I am also very conscious of the need to ensure that our regulation does not overburden providers and so become a barrier in and of itself to them contributing to this vital work. In particular, I know that smaller providers have found the access and participation plan process onerous and often feel they have agreed to targets they are not comfortable with simply to make the whole thing go away, at least for a little while. It cannot be right to run a system where we are deliberately deceiving ourselves.
For that reason, we will be explicit in our regulatory approach that, whilst we expect the same standard of intervention and evaluation from smaller providers, the volume and range of activity an institution is expected to commit to in its APP will be less for those with less capacity and resource. These institutions still have a vital role, but to be meaningful, it must also be realistic, and that requires a new approach from us as a regulator, as well as from those regulated.
There is more to say on the specifics of these proposals, and a draft of the new regulatory notice, indicative content for the equality of opportunity risk register, and a full consultation document will be released shortly, and I am happy to answer a few questions today.
But for now, I would reiterate the core of these changes is building a framework that allows us, as the regulator of higher education, to discuss and agree with those we regulate the problems we will collectively tackle on equality, how we will do it, learn more about what works and what does not, and commit to expanding that knowledge base into the future.
Collaboration is crucial – between students and university and college staff, between higher education providers, and especially across different phases of education, and with charities and employers, who I know are keen to be part of this work.
Openness and transparency between all those partners will be underpinned by the OfS’s regulatory expectations and the support we provide to TASO, Uni Connect and other projects.
We do not expect every intervention to succeed – there are no ‘silver bullets’ in this work, nothing that works everywhere all the time, but we will hold universities and colleges accountable for undertaking and evaluating the interventions they have committed to, ensuring that they are taking action to tackle risks to equality of opportunity, and helping build our knowledge of what works, and what does not, in a coherent manner.
And we hope and intend that by publishing universities’ and colleges’ commitments in public, easily accessible APP documents, that other stakeholders, especially the communities higher education serves, can hold them accountable too.
In life, none of us can simply choose to be and do anything without reference to our circumstances – our own interests and efforts impact on our aspirations, and it is right that hard work should be rewarded.
But some amongst us have a far greater capacity to exercise choice about their lives than others: not just because they may have greater resources, financial and otherwise, to draw on in creating chances to live and work in different ways, but also because their circumstances and the experiences they derive from them, change what they believe it is possible for them to do and be.
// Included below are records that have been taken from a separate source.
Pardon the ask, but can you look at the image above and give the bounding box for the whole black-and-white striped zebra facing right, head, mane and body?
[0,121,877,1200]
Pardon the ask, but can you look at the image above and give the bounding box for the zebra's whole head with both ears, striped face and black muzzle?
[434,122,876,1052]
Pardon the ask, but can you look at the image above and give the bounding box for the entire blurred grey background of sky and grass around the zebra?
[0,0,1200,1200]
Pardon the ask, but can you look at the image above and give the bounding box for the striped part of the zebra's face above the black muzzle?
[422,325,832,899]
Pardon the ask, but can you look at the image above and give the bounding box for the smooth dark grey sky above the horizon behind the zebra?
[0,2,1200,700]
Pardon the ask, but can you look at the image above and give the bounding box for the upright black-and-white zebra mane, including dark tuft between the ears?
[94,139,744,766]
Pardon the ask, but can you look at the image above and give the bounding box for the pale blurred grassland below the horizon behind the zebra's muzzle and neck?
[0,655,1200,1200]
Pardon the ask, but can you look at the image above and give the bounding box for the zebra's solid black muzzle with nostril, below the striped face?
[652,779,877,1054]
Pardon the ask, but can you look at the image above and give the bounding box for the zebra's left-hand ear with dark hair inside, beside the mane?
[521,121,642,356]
The reforms we are proposing do not suggest the higher education sector alone can erase all barriers to equality of opportunity – but we believe that our regulation can and will establish greater clarity and co-ordination of the sector’s work in this area, expanding impact and making possible more and better activity in partnership with employers, schools and charities, to ensure that choice, and not chance, determines who accesses and succeeds in English higher education.